Son créateur Jean-Marc Lelong est pour beaucoup dans cette histoire. S’il se passionne très jeune pour le dessin, il est également attiré par le blues, celui des pionniers, Robert Johnson, Sippie Wallace, Big Joe Williams ou Bukka White. Musicien averti, brillant guitariste acoustique, il essaye de retranscrire très tôt, note pour note, les morceaux de Mississippi John Hurt et de Sam Lightnin’ Hopkins. Quelques années plus tard, sa dextérité en étonnera plus d’un au fil des rencontres et des jams. Né en 49, comme beaucoup de gens de sa génération, Jean-Marc Lelong a découvert le blues dans les années 60, via le rock.
Au début des années 70, il décide de tracer la route sac au dos. Après un séjour de quelques mois dans le Midi, il embarque vers d’autres horizons. L’Afrique sera son refuge pour un retour aux sources. Après s’être baladé à travers plusieurs pays, il pose ses bagages en Côte d’Ivoire et s’y installe quelques années.

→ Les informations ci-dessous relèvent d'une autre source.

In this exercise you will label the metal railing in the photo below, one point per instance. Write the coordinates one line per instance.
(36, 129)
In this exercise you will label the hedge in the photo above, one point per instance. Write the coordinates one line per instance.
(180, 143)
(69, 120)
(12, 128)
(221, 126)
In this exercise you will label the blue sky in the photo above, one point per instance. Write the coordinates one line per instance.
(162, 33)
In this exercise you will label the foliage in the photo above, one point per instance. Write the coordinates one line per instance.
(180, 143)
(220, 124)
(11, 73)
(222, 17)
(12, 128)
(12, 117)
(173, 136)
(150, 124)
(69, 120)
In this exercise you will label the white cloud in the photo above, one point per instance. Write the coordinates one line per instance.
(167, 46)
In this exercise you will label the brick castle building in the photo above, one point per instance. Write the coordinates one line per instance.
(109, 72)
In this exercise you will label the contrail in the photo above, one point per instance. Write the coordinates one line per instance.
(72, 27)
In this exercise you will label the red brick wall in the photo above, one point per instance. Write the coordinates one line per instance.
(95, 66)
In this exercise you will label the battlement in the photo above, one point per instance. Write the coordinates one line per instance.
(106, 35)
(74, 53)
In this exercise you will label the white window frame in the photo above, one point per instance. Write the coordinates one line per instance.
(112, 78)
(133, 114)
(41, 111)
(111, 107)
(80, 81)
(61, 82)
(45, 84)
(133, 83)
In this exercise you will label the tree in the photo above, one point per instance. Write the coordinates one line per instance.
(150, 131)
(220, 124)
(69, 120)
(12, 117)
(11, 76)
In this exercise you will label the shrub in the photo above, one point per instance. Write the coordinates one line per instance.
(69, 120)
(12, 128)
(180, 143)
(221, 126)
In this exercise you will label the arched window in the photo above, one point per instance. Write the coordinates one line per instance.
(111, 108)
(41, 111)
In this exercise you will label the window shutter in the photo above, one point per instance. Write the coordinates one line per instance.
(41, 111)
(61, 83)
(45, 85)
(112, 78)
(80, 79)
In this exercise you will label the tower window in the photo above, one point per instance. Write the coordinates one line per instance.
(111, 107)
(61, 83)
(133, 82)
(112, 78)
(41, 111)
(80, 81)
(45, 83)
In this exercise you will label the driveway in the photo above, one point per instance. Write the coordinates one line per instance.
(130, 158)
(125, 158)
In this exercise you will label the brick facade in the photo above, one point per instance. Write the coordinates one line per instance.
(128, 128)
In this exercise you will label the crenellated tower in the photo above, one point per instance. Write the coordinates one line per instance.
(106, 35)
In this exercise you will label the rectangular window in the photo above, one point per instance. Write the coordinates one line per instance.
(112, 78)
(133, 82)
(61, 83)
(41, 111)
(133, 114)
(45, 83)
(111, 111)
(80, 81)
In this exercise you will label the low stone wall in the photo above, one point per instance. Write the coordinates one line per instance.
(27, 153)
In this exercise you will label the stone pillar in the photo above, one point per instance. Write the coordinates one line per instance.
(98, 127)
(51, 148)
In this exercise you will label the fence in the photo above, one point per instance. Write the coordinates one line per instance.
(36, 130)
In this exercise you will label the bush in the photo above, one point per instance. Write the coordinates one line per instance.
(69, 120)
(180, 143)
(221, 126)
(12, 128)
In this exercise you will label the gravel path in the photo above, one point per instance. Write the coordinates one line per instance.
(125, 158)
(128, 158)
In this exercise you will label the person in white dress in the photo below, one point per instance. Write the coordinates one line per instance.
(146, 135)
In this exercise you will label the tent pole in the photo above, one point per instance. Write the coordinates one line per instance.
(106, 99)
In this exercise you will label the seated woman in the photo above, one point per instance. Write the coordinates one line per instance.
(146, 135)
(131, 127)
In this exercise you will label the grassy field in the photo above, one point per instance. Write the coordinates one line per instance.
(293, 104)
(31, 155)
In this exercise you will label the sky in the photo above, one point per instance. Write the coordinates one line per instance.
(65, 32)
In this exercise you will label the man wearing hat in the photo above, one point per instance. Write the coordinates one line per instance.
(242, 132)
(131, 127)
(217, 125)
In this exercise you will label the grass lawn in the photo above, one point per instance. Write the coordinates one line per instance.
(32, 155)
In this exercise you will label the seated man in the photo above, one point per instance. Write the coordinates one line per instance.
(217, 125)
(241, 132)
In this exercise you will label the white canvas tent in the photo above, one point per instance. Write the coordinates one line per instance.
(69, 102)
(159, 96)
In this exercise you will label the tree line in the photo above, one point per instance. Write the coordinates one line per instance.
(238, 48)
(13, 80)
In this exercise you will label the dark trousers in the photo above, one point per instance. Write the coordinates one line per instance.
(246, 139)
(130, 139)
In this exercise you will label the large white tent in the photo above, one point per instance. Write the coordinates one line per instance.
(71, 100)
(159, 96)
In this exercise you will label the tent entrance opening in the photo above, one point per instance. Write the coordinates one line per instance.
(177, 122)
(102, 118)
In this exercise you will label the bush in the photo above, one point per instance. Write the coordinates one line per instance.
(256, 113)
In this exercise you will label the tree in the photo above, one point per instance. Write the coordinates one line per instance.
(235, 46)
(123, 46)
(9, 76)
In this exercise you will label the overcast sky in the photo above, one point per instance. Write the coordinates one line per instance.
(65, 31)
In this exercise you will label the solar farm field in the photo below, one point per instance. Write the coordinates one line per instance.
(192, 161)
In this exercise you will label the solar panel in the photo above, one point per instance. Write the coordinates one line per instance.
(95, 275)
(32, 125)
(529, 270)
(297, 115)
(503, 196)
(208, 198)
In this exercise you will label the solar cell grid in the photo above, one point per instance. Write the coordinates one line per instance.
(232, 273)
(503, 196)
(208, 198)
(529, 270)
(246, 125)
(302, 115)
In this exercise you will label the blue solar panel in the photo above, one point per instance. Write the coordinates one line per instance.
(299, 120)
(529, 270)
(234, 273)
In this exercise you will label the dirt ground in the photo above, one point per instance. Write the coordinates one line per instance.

Sa vocation semble être le dessin. De retour en France au début des années 80, après un bref passage à Pilote, il est admis dans le saint des saints : Fluide Glacial. Il devient une des signatures importantes du mensuel gotlibien avec des planches d’une férocité rare, mettant en scène le personnage de Carmen Cru.
Lelong envisage la bande dessinée avec la même authenticité que ces bluesmen qui creusaient leur sillon en déclinant sans cesse la même histoire. Il sera le dessinateur d’une seule femme.
La vielle grincheuse mène son combat contre les profiteurs, la médiocrité, les escrocs, la morale bien-pensante, les menteurs. Elle chante sa solitude dans une époque de mutation. Acariâtre, emmerdeuse, vieille peau desséchée, sans âge, son vélo antique posé à ses côtés, regard stoïque, le Fernet-Branca aux lèvres, une détermination sans faille, posément, elle balance à chaque opposant la réplique lapidaire. C’est un être d’exception dans un monde commun. Malgré sa cruauté, sa misanthropie, le lecteur se range immédiatement de son coté. D’elle se dégage une humanité, une certaine tendresse de révoltée.
Lelong plante son décor dans une province française des années 50, un no man’s land infâme où l’urbain et le rural s’entremêlent, où la terre rencontre la brutalité des hommes. Pas de rédemption possible sur ce territoire. D’un graphisme noir et blanc, les personnages ressortent hauts en couleur.